Peaks of imperfection

by Cliff Moore, Account Director, Deep South Media


They used to look like Swiss Alps – now they resemble alligator teeth devices in car parks.

And, frankly, I think I’d rather drive over one than eat one at present.

I’m referring, of course, to Toblerone.

The recent redesign of the chunky, triangular honey-almond nougat bar has left chocoholics up in arms.

Toblerone’s USP has always been its shape – those iconic mountain peaks of chocolate that are often so hard to snap off.

Now US manufacturer Mondelez International, which also owns Cadbury, has changed all that as a means of reducing the weight of a bar.

Blaming, as ever, the rising costs of ingredients, Mondelez chose to revamp the shape rather than just make the Toblerone shorter.

Surely only aficionados would have noticed if one peak had been lopped off.

Or even, heaven forfend, why did they not just put the price up if the product was becoming more expensive to make?

An avalanche of criticism has poured down on Mondelez for modifying their product, but at least the firm has attempted to manage change by explaining the reasons behind the decision.

However, that probably won’t wash with the great chocolate-eating public who will see it as the equivalent of making Polos without the holes.

There have been numerous examples of manufacturers shrinking candy bars rather than increasing prices.

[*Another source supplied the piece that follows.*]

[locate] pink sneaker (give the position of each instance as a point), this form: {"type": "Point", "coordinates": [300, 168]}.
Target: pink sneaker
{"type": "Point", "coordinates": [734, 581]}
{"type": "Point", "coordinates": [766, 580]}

And there is a history of controversy with Cadbury products – rounded edges on Dairy Milk bars, no Bournville in the Heroes tub, sultanas in Fruit & Nut and cheaper chocolate on Crème Eggs.

Consumers are not stupid and quickly perceive when they are not getting full value from a product.

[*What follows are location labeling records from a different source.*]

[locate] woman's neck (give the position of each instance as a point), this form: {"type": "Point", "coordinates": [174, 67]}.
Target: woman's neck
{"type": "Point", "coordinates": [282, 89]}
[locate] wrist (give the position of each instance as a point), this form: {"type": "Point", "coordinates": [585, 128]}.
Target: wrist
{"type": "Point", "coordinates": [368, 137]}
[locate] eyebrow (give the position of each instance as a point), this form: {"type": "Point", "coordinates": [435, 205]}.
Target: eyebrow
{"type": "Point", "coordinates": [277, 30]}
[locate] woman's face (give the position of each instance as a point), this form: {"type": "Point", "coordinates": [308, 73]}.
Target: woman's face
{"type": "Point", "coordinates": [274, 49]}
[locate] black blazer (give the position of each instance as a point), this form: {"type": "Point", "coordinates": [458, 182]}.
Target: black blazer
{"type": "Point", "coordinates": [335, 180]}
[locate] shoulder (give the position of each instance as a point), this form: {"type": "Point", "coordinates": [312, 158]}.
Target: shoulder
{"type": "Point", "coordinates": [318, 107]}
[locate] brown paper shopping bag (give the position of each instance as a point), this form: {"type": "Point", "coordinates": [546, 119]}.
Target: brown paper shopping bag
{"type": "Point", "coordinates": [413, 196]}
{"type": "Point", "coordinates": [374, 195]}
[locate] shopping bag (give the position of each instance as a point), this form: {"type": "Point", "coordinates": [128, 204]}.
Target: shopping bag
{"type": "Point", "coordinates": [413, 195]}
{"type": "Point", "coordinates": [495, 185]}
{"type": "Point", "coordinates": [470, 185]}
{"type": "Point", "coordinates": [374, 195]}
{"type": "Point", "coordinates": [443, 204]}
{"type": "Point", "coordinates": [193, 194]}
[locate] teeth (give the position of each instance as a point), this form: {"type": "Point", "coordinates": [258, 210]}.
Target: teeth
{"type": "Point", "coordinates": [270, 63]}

And with Toblerone, named after a corruption of the Italian words for honey-almond nougat, the change could not have been more pronounced.

So, will this episode harm Toblerone or will the product so inexorably linked with airports and Christmas survive?

It might well eventually be revealed, when the dust finally settles, to have been a most marvellous marketing exercise.

If that’s the case, I’ll take my Swiss Alpine hat off to whoever thought it up.

Especially because they didn’t mention Brexit once.